Police were able to convict Darrin for the first rape because the victim correctly described the tattoo on his arm. The second case remained inconclusive even after Darrin was tried twice. At the first trial, investigators attempted to pin the rape on him by claiming that he had been in the area around the time it happened. That was unsuccessful because they could not prove that Damien had not been in the area.
During the second trial, Assistant District Attorney Mary Kelley took the jury to a Dorchester home where Darrin had been employed as a painter. There, she showed them how Darrin had climbed a ladder to survey the neighborhood and scout out his next victim. Although this made sense to some jurors, the case ultimately ended in a hung jury.
3 James And Patrick Hennessy
On January 19, 2016, police in Cheltenham, England, arrested Patrick Hennessy for dangerous driving, causing an accident, and being in possession of a pocketknife. After his arrest, he was treated at a hospital and released to appear in court on a later date. Patrick appeared in court on that date, only to deny that he had been arrested or treated.

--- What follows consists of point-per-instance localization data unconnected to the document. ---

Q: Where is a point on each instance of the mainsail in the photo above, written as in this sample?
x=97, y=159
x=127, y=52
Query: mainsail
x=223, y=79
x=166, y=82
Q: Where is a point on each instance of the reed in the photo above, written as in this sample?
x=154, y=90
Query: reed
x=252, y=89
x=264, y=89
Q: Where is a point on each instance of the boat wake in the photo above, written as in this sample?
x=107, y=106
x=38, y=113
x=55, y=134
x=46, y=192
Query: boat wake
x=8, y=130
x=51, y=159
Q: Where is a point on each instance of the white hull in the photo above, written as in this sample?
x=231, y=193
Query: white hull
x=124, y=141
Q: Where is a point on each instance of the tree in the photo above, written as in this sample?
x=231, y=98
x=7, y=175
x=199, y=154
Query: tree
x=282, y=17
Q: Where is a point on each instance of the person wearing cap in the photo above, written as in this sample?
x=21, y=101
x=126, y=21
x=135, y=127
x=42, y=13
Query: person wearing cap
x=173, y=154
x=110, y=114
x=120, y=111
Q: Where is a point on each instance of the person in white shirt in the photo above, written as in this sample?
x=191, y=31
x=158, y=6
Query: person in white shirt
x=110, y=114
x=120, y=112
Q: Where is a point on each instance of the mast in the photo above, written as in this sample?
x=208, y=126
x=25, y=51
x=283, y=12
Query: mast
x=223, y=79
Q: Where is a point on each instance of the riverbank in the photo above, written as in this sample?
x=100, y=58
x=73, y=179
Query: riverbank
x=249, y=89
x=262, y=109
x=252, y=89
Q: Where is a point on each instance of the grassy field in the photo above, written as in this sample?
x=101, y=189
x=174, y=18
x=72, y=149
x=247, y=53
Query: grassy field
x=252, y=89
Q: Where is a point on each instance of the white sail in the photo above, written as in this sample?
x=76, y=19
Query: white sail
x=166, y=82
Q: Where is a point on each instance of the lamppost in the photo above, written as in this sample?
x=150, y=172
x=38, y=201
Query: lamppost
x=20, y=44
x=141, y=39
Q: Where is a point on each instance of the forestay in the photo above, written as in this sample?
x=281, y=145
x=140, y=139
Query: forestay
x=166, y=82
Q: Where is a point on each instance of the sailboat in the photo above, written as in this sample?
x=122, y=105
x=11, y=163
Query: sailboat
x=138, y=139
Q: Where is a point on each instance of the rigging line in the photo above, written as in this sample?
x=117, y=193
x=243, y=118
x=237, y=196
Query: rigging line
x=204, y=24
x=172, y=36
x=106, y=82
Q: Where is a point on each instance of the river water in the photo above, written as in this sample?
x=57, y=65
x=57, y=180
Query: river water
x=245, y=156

He said that it was his twin brother, James, who had been arrested and not him (Patrick). Prosecutors tried to match the DNA found at the accident scene with one of the twins, but it led nowhere. The court freed the brothers because it could not determine which one was guilty.
2 Yoan And Elvin Gomis
Between September 2012 and February 2013, a rapist prowled Marseilles, France, committing a series of rapes and attempted rapes. DNA recovered from some of the crimes led police to identical twin brothers, Yoan and Elvin Gomis. The brothers looked so much alike that they were almost indistinguishable.
Investigators became more confused after they realized that both brothers lived in the same house and shared a car, phone, clothes, and Facebook account. The brothers denied any involvement in the assaults. Instead of letting them off the hook, the police just sent them to jail, where they remained for 10 months until police determined that Yoan was the attacker.

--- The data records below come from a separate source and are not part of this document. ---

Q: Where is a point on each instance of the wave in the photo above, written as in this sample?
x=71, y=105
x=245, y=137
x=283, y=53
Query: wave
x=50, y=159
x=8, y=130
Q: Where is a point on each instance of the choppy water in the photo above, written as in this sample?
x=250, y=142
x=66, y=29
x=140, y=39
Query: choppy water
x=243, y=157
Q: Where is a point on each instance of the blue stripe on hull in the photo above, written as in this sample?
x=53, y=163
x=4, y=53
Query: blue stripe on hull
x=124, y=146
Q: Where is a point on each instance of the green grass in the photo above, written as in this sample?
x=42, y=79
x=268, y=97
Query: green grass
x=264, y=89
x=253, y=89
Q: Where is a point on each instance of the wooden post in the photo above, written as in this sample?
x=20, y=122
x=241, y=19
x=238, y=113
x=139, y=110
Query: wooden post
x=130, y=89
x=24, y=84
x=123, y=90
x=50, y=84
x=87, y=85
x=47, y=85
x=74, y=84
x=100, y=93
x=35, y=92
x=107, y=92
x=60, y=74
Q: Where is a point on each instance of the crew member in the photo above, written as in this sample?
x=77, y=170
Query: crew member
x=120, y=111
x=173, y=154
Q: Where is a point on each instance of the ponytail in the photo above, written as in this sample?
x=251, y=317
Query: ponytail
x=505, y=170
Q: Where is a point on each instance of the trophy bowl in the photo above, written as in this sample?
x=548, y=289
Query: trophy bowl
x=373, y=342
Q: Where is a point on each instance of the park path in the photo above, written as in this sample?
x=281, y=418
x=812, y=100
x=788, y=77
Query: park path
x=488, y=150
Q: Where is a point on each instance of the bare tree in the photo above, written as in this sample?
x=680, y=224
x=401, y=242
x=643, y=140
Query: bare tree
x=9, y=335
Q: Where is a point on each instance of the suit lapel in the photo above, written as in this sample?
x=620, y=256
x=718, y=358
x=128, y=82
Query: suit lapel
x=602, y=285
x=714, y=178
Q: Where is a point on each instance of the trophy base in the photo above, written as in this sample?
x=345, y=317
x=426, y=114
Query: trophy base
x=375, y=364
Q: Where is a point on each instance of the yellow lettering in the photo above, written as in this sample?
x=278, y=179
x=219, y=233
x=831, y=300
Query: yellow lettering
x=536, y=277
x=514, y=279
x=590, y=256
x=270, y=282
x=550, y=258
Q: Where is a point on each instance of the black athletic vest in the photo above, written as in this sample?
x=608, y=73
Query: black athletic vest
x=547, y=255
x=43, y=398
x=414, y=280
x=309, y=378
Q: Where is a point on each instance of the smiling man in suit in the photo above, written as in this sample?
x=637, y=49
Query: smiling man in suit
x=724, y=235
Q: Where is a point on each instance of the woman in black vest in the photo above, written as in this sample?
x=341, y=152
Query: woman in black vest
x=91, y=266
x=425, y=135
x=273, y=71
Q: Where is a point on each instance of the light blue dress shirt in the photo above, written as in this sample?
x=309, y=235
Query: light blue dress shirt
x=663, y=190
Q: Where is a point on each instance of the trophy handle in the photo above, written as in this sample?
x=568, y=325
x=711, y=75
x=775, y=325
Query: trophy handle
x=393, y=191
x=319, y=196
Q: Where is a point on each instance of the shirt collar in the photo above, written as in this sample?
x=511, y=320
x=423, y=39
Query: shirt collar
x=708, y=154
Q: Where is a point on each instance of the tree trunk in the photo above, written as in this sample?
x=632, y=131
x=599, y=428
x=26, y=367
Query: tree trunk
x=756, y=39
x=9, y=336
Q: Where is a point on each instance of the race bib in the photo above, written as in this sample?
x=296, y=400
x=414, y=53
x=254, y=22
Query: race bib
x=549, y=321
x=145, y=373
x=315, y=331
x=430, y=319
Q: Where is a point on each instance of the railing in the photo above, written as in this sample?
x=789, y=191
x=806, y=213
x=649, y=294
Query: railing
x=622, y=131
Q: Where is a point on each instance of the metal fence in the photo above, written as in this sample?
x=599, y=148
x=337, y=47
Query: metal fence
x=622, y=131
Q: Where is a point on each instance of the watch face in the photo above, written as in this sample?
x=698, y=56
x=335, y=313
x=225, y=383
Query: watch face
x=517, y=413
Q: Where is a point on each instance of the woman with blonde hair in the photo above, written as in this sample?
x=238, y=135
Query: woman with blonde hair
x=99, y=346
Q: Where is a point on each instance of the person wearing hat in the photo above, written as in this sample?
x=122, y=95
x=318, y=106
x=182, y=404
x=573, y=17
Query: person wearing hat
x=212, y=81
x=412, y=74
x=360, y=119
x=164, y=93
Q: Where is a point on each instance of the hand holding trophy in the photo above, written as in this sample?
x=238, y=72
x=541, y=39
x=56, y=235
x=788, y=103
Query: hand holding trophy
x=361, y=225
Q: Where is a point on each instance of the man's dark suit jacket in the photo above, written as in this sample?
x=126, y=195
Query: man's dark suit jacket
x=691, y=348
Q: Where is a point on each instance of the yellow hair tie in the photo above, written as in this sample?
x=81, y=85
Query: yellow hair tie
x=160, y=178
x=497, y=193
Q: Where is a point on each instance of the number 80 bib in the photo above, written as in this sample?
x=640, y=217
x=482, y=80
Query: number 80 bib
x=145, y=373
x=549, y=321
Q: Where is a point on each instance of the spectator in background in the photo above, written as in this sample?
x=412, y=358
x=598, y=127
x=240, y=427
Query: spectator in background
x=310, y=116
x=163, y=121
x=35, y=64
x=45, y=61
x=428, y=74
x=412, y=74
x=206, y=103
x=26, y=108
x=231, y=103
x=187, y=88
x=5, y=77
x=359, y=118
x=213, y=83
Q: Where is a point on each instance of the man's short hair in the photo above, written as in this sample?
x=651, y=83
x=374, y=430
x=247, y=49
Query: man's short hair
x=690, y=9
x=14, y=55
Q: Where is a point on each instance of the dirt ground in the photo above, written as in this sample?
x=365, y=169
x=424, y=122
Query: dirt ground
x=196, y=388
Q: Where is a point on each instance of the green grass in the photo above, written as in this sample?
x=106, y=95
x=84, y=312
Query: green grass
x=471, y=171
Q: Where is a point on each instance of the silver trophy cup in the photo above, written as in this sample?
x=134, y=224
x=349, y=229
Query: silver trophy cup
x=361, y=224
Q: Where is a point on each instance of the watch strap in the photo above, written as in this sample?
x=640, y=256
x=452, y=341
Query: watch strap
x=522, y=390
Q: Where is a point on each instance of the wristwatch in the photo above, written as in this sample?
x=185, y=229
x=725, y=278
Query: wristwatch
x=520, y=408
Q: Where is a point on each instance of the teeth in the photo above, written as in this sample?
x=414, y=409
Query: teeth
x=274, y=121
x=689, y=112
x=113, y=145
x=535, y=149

He was found guilty after his victims stated that the attacker stuttered when talking. Yoan was the one who stuttered because he suffered from partial deafness. He apologized for not talking earlier and for putting his brother in jail. Elvis was not offended.
1 Jerome And Tyrone Cooper
One night in November 1999, an unnamed 26-year-old student at Kendall College of Art and Design in Grand Rapids, Michigan, had just finished a night class and was on her way to her car when she was attacked and raped. DNA tests led police to Jerome Cooper, but they soon realized that his twin brother, Tyrone, could have been the attacker. Both brothers were registered as sex offenders and lived in the same area.
At the time, limitations in DNA technology meant that investigators could not determine which brother was the rapist.
Police thought that they had found a solution after a new type of DNA test implicated Dwayne McNair (one of another set of twins) in an unrelated rape and robbery in Boston. Prosecutors believed that they could use the same DNA test to expose the rapist in the Cooper case in Michigan.
The new DNA test was not accepted in the Boston court even though Dwayne was convicted for the crime based on other evidence. This meant that the DNA test for the Cooper brothers might not be accepted in Michigan, either.
Another issue was the expense associated with the test. In the Boston case, the cost was $120,000, an amount that would have taken a considerable chunk of law enforcement budgets. As a result, the Boston police and the district attorney’s office agreed to split the bill in that instance.